Soon, the dark night in the plain and the train, easily gave way to reflections on the dark night of the soul. The experienced fear/rage incident in the roundabout at Sugarland elicited a comment from my Alaskan Afro-Am colleague who said, “I have learned long time ago that, just because we have a lot of assholes, I did not need to be one, too.” Yet, the display of anger is deemed to be psychologically healthy by many therapist, and strategically encouraged by no less than Pope Gregory the Great who said: “Reason opposes evil the more effectively when anger ministers at her side.” Our fear, anger, and humiliation-based personalities await to be overcome.

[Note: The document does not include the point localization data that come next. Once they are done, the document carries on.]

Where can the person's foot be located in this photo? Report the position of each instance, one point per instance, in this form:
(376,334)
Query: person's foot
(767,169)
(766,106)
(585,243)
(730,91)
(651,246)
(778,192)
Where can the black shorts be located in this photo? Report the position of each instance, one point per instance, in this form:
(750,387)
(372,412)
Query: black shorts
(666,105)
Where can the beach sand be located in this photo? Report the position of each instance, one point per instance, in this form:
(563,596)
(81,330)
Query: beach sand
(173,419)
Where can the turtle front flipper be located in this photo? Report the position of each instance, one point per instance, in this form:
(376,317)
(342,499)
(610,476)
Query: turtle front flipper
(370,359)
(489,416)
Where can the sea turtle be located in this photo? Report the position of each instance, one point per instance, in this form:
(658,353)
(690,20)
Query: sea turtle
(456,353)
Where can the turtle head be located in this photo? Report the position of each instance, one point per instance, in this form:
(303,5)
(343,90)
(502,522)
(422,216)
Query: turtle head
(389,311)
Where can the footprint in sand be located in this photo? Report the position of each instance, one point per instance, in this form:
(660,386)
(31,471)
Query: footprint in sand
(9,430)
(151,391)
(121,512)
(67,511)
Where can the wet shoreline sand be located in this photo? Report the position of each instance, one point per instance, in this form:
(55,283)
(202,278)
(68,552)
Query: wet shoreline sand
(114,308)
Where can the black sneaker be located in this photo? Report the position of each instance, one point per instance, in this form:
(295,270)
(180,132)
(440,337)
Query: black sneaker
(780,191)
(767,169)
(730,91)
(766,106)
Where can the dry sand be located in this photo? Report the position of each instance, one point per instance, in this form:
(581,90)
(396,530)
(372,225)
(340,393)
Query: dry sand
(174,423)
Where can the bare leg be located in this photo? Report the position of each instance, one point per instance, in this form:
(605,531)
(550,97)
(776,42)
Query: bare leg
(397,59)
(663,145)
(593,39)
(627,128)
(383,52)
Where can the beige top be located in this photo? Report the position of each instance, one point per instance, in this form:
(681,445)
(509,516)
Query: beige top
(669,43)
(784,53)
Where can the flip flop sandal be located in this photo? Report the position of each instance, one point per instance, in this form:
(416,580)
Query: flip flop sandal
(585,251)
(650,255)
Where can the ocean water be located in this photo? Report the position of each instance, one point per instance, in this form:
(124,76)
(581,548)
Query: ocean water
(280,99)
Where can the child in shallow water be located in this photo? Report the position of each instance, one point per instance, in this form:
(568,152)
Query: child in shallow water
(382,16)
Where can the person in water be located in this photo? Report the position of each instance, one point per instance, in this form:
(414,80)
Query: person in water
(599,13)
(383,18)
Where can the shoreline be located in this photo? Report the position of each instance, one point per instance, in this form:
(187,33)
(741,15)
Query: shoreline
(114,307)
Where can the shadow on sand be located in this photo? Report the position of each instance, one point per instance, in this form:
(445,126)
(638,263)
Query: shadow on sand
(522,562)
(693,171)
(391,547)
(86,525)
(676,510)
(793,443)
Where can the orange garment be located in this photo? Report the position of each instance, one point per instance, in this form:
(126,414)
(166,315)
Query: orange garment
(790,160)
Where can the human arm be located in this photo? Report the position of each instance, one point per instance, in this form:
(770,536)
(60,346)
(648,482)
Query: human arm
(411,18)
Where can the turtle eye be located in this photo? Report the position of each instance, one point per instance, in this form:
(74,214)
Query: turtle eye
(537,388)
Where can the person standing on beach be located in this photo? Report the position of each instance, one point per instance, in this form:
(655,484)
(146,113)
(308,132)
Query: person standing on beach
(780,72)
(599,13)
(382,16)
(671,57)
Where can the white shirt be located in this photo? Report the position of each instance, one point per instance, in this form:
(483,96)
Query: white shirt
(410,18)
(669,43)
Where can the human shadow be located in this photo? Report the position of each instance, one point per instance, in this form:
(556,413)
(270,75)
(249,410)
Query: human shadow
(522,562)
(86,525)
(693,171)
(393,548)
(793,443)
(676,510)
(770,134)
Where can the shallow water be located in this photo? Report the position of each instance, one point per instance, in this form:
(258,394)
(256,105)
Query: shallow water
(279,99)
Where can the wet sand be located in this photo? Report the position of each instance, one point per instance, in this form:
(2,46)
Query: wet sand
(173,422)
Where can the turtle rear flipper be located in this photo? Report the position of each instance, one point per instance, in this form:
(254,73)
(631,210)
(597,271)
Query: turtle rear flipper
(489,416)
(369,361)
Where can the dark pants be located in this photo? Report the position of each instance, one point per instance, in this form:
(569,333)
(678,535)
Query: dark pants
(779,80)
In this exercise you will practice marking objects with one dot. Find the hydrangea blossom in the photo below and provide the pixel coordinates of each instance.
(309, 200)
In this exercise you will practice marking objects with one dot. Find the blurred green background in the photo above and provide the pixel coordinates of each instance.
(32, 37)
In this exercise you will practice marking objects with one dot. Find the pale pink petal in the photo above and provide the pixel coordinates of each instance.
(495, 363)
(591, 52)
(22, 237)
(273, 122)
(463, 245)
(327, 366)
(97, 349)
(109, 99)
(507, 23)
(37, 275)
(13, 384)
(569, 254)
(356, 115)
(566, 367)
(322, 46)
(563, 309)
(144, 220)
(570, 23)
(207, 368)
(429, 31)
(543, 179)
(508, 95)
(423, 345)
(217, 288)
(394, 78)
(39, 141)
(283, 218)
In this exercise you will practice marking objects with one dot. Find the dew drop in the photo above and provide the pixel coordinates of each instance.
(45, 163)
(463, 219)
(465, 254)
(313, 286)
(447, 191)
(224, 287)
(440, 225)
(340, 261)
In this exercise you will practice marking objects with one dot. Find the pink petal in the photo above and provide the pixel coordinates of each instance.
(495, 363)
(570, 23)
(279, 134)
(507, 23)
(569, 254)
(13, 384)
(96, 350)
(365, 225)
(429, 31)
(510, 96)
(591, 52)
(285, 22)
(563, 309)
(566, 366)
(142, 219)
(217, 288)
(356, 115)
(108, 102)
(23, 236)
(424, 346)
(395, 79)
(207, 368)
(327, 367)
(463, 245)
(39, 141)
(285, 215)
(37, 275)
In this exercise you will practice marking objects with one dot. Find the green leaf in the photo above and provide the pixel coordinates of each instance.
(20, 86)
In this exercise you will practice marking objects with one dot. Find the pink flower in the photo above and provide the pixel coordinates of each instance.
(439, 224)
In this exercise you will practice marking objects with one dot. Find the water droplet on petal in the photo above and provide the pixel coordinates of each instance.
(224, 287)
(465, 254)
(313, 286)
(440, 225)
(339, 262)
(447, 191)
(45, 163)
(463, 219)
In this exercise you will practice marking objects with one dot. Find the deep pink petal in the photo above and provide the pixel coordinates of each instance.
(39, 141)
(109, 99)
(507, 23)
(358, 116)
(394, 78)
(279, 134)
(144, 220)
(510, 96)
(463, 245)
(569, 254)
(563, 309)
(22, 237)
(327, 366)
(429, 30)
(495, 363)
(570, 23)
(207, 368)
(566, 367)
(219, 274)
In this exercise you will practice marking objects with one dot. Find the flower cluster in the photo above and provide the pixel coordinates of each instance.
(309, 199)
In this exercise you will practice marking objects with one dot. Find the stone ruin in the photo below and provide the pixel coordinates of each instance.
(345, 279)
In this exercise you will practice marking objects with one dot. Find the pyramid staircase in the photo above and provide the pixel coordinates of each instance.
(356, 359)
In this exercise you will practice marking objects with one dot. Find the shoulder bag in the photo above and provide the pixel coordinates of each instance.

How often in the last decade have I listened to otherwise level-headed neighbors mistake war as a showing of strength, and coercion as the symbol of courage. Dick Cheney in the news is still arguing for the rightness of splitting hairs in the torture methods applied post-9/11 interrogations.
A Marine aboard the train did his stint between Beirut, Lebanon and the Gulf War. He never gave up the haircut, and still called me “sir” in conversation, but he is clear in his mind that war-mongering, or even the notion that the United States must always be in a permanent state of alert, and not just preparedness, to go to war, is a big mistake. He chuckled when he read a line from a letter-to-the-editor writer who responded to one of my articles about how I might not be in being, had the Homeland Security people and the Department of Defense not foisted the alarm against terrorist post-9/11.
Traversing New Mexico and Arizona with a stop in Tucson long enough for nicotine breaks for passengers pretty much made the night. Morning met us with orchards of the flowers of the desert (wind turbines) in Palm Springs, and their controversial but now famous casino. Not a few beautiful tax shelter horse farms and ranchos in the foothills are up for sale, casualties of the new economic dispensation. The once fragrant orange orchards from Redlands, Ontario, Pomona to Pasadena are now punctuated or replaced by various storage lots, warehouses and truck/freight depots, marring the agrarian view of rustic fruit farms of my acquaintance in the early '60s when the smog-laden valley south of the San Bernardino range still displayed clear blue skies.
It being L.A., graffiti is writ eternal, and the ubiquitous flea markets are in full swing-yen, rmb, pesos, euros and won accepted. Welcome to the city of fallen Angels.